Her lead single, “Thumbs,” suggests Dacus is certainly done protecting harmful people from themselves. The fan-crazed song takes it a step further, guiding her non-fiction storyline into a horrific fantasy.
“Until that point in my life, that event—which is pretty much note-for-note what happened in the song other than me, um, murdering someone—I had never had, overt, violent urges,” says Dacus. “I felt so desperate and angry that the only solution is for this guy to die. So it was a learning experience to know that was within me.”
The violent urges, it seems, came from a deep place of concern for a friend she witnessed suffer at the hand of an intolerable and emotionally unhealthy father.
“I was snotty-nosed, crying, showing it to her,” the artist recalls when playing it for her friend, the subject’s daughter. “And after listening carefully, she said, ‘This is not a sad song. This is a song about our friendship. And it just makes me think about how grateful I am that you were there for that event.’
“That’s what I have been carrying with me,” she says in somewhat of a conclusion. At first, she felt bad passing the incredulous weight onto the listeners, especially as an introduction. “It’s just like a slog. I was worried they might not come to the record very openly after that.”
Setting those fears aside, Dacus released “Thumbs” on March 9. She had performed the track live for over a year. Admittedly, she needed to practice and asked fans if she could confide in them until it came time to share it more broadly.
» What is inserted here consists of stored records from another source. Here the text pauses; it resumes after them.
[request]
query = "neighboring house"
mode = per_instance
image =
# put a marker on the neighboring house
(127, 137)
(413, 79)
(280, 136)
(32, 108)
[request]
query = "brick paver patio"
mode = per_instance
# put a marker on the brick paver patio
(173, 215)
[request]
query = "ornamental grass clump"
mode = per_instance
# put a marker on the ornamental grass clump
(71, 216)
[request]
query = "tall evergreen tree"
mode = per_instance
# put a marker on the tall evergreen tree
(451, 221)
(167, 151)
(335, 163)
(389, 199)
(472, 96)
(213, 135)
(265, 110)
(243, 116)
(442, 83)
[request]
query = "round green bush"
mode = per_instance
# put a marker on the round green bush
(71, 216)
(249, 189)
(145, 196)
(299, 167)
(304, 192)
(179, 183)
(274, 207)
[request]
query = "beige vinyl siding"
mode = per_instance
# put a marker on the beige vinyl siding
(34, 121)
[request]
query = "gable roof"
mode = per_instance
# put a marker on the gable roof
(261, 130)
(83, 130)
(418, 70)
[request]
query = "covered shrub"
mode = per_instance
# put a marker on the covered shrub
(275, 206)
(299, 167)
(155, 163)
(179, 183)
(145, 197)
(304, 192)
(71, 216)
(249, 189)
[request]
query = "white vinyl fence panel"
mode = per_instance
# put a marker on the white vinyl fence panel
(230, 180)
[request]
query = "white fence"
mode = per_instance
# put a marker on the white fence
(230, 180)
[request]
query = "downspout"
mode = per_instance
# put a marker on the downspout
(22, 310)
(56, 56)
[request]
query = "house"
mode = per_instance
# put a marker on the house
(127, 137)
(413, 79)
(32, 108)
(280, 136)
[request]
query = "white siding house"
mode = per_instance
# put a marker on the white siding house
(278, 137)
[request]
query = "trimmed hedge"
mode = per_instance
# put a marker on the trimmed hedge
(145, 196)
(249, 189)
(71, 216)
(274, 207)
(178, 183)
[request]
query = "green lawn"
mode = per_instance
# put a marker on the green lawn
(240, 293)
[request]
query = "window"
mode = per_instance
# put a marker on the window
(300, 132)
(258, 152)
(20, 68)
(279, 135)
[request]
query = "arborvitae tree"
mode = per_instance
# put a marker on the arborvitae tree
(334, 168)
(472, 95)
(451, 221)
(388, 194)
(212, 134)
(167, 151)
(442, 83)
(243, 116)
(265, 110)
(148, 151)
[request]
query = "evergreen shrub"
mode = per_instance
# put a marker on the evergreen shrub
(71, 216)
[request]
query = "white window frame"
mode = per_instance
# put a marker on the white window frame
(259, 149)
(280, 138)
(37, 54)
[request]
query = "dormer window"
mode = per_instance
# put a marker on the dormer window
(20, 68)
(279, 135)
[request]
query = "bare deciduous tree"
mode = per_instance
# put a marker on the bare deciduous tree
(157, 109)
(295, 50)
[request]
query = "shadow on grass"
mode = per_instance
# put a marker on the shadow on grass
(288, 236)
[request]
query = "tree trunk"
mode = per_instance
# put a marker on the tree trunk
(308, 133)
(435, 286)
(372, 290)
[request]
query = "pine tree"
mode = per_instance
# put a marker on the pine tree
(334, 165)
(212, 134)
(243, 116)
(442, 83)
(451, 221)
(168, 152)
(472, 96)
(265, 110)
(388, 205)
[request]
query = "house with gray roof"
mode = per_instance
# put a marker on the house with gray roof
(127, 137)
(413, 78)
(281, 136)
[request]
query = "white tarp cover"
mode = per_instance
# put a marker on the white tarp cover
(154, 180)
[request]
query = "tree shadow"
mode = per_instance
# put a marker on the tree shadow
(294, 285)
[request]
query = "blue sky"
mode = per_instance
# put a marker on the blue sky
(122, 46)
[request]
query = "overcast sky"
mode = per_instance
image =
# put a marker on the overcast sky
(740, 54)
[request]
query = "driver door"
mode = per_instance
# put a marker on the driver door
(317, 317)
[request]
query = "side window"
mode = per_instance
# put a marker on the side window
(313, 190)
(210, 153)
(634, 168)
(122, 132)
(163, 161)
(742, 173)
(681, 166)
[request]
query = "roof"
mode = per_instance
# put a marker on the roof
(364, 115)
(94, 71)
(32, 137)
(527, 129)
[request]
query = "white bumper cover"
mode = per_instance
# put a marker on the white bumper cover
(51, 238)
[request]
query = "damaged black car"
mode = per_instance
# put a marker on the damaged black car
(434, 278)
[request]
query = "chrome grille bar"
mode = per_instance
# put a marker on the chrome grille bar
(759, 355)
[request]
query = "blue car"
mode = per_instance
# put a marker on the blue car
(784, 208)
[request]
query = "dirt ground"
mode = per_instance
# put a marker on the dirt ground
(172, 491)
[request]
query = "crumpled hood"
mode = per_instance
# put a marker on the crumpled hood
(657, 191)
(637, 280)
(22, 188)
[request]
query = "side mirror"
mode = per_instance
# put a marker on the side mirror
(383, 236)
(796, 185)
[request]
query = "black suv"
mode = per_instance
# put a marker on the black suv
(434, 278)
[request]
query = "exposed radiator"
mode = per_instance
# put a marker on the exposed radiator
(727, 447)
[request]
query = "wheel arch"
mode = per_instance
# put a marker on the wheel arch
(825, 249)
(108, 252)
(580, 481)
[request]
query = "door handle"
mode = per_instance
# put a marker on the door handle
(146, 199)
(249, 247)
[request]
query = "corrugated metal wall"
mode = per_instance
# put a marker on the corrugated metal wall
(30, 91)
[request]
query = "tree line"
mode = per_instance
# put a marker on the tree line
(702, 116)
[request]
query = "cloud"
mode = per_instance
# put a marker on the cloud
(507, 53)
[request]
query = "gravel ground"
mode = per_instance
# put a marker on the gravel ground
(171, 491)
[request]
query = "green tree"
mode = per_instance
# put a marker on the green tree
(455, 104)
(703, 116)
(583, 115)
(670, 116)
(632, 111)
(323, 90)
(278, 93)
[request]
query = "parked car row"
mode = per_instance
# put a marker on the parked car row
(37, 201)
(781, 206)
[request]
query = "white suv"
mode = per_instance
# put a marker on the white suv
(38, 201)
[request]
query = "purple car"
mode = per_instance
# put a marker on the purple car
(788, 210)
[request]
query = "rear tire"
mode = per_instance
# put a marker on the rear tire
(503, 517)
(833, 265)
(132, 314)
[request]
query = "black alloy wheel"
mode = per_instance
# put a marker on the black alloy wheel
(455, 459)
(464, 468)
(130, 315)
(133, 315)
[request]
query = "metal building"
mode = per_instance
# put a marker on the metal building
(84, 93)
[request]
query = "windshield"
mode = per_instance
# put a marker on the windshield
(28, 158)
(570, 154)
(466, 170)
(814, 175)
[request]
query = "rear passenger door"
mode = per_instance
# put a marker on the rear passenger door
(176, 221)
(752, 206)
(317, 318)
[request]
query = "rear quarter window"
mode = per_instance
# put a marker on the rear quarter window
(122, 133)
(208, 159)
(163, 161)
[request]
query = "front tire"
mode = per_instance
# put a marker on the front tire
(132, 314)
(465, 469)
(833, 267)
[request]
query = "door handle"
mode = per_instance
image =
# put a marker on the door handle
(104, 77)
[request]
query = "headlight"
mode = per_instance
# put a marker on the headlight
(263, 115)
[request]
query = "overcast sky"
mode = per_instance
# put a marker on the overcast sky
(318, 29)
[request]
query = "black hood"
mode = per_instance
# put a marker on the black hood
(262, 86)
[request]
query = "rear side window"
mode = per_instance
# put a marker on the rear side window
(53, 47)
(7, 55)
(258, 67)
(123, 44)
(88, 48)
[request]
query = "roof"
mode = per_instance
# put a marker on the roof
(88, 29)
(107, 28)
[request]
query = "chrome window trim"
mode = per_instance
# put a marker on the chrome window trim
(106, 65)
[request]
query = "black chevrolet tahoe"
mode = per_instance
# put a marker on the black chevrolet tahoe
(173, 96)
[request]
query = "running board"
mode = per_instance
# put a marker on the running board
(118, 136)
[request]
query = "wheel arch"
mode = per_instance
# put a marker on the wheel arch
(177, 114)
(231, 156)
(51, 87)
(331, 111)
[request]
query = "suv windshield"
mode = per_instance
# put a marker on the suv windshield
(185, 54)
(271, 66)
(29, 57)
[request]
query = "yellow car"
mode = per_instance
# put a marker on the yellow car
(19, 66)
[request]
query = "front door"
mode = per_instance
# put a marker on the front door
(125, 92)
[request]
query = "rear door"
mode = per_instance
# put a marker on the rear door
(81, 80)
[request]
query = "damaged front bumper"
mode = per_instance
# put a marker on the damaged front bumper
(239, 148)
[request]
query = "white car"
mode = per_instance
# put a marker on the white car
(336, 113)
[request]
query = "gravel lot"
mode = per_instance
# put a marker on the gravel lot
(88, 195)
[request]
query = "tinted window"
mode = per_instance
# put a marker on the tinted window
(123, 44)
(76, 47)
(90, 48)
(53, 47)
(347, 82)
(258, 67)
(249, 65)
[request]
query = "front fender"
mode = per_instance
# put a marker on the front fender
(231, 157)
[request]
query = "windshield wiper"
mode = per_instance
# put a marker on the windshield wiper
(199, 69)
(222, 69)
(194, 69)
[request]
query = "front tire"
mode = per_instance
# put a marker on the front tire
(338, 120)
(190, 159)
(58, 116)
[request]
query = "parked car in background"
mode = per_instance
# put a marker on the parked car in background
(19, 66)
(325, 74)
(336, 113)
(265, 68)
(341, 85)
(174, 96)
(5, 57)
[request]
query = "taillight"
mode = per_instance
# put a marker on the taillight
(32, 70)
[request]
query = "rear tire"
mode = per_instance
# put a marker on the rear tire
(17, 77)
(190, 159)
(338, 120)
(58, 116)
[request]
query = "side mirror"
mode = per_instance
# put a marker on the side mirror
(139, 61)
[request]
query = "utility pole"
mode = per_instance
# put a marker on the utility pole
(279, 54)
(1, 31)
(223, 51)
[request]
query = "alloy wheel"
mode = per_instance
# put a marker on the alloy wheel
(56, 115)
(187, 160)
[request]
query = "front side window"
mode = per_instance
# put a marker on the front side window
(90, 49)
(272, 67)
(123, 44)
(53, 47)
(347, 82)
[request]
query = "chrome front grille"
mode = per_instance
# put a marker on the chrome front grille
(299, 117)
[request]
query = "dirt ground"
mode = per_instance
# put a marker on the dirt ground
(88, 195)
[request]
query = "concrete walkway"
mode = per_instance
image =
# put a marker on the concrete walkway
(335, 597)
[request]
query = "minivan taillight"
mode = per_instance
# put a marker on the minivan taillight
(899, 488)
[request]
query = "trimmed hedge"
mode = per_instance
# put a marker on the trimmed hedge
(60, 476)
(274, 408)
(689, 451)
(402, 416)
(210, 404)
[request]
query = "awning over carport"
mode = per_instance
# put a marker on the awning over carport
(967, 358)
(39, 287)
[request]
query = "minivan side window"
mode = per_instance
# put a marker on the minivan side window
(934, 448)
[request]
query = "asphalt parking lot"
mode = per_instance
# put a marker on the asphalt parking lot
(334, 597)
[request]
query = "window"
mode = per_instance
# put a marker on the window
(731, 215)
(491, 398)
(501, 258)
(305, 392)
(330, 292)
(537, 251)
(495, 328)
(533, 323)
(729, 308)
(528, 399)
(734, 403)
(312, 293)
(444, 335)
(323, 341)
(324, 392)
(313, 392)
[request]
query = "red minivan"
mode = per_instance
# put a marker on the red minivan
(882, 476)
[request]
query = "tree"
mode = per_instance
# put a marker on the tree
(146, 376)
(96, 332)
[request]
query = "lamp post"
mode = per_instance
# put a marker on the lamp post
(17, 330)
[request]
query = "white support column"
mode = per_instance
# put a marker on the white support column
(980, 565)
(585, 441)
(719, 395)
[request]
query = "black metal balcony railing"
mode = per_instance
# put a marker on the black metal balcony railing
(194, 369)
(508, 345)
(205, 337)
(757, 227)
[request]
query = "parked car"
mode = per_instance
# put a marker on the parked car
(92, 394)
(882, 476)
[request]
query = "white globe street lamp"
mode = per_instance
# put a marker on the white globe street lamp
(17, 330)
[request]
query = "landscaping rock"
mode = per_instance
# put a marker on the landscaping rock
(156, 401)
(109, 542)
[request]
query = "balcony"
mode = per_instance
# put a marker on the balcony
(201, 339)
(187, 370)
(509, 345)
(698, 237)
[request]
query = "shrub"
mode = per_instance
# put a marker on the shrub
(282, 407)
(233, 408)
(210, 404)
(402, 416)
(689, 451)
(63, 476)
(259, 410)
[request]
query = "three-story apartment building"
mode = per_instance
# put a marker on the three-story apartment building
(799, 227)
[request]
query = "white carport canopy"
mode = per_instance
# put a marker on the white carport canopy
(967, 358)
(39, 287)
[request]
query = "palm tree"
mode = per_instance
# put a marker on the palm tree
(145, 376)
Not only did they grant that request, but they also became infatuated with the song and even created a Twitter profile titled Has Lucy released Thumbs yet?
“I care about that song a lot, so I’m really happy it landed for people,” she admits with relief.
Beginning in a place of utter vulnerability, Home Video reveals a more complete version of Dacus—one with the confidence to match her prolific artistry.
“I couldn’t tell where I stopped and my surroundings began,” says Dacus. “And so I wanted to tell myself my own stories as honestly as possible to hold a sense of self. So these are very personal, pretty factual stories about things that shaped me. I feel like I know myself better.”